Ферик согласно кивнул, но промолчал.

* * *

– Ваши мнения, джентльмены, – обратился Картрайт к офицерам.

– Адмирал, если можно... – встал из-за стола Кирк. – Мне кажется, что перемены такого огромного масштаба вряд ли разыграны лишь для того, чтобы пустить нам пыль в глаза.

– Мы нарисовали вам только общую картину, – пояснил президент. – В действительности, последствия процессов, которые происходят в Империи, непредсказуемы, а сценарии событий бесконечны.

– Я полагаю, джентльмены, – вступил в разговор Спок, – что эти перемены, настоящие они или нет, имеют значение лишь для самих ромуланцев, а не для Федерации. Нам сейчас важно знать, кто реально правит Империей и как сильна его власть. Я думаю, что смерть Претора повлечет за собой ожесточенную и, возможно, долгую борьбу за место под солнцем.

– У нас нет на этот счет никакой надежной информации, – сокрушенно покачал головой президент. – Для наблюдателей со стороны ромуланская верхушка хочет казаться монолитной и сплоченной. Нам известно только то, что обязанности Претора выполняет какой-то комитет, но мы не знаем, кто именно в него входит.

– Деятельность любых временных комитетов основывается, как правило, на существующих законах и традициях, – заметил Спок, – по крайней мере, в развитых обществах.

– Об этом комитете, джентльмены, нам ничего не известно, – повторил президент. – Ни численность, ни состав. Но как бы там ни было, нам придется иметь дело именно с ним, даже если мы этого не хотим. И не только в плане проведения мирной конференции.

– Глупые тайны, – нахмурился Маккой. – Как можно с кем-то разговаривать и не видеть лица собеседника?

– Свой скептицизм, джентльмены, оставьте при себе, – одернул Картрайт, явно недовольный репликой доктора. – Мы должны принять предложение ромуланцев и немедленно дать положительный ответ. Ставки высоки: развитие мирных отношений между двумя разными культурами. Поэтому мы не можем поступить иначе.

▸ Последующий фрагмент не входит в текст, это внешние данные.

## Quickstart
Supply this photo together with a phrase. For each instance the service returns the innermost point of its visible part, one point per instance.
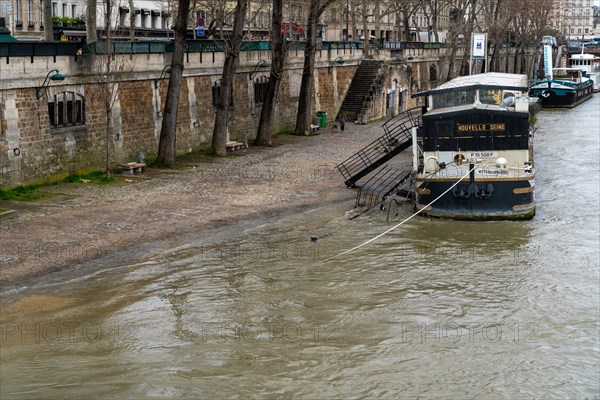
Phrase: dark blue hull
(481, 200)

– Согласен, – поддержал президент, от которого не ускользнула едва заметная скептическая улыбка на губах Кирка.. – Именно поэтому мы здесь, джентльмены. Мы должны воспользоваться любым представившимся нам шансом на установление долгожданного мира.

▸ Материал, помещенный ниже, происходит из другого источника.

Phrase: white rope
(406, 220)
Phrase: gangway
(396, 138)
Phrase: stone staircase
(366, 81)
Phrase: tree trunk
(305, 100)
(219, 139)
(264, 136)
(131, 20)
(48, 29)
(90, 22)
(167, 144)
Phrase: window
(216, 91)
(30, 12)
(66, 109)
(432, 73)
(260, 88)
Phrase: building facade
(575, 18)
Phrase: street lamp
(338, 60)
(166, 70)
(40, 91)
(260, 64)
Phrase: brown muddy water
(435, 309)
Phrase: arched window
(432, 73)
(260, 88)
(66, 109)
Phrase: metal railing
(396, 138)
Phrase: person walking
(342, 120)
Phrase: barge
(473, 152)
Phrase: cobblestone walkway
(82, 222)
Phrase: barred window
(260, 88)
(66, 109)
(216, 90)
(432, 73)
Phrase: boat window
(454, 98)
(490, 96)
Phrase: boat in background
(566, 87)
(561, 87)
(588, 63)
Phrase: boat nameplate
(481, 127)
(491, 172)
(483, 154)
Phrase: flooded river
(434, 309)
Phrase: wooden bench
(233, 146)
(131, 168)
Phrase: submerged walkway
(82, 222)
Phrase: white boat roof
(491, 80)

– Не забывая о своих интересах, – добавил Маккой.

– Да, не забывая о своих интересах, – повторил президент, почему-то улыбнувшись и переглянувшись с адмиралом. – Стоит ли продолжать разговор?

Есть еще несколько аспектов, которые мы могли бы обсудить в частном порядке. Например, ромуланцы настаивают на том, чтобы конференция затронула не только вопросы мира, но и культурный и научный обмен между народами. Кажется, ромуланцев будет сопровождать целый оркестр, и то же они надеются увидеть у нас. Насколько я понимаю, "Энтерпрайз" должен будет обменяться концертами с кораблем Империи.

– Хорошенький повод для массового вторжения на наш военный корабль, насторожился Маккой.

– Меры предосторожности будут приняты, доктор, – заявил Картрайт. Точно так же, как ромуланцы будут настороже, когда мы отправимся к ним с визитом вежливости.

– А каковы другие аспекты, мистер президент? – напомнил Кирк, предупреждая очередную реплику со стороны Маккоя.

– Боюсь, следующий аспект вы найдете неприятным. Ромуланцы поставили условие относительно посла, который будет представлять нашу федерацию.

Офицеры "Энтерпрайза" дружно подняли брови в изумлении.

– Они пытаются указать нам, кто именно должен быть послом?! возмутился Кирк.

– Ромуланцы назвали того, кто им не должен быть, – покачал головой президент.

– Ну это уже слишком! – воскликнул Маккой. – Решать, кого отправить в качестве посла, – наше дело. Разве не так?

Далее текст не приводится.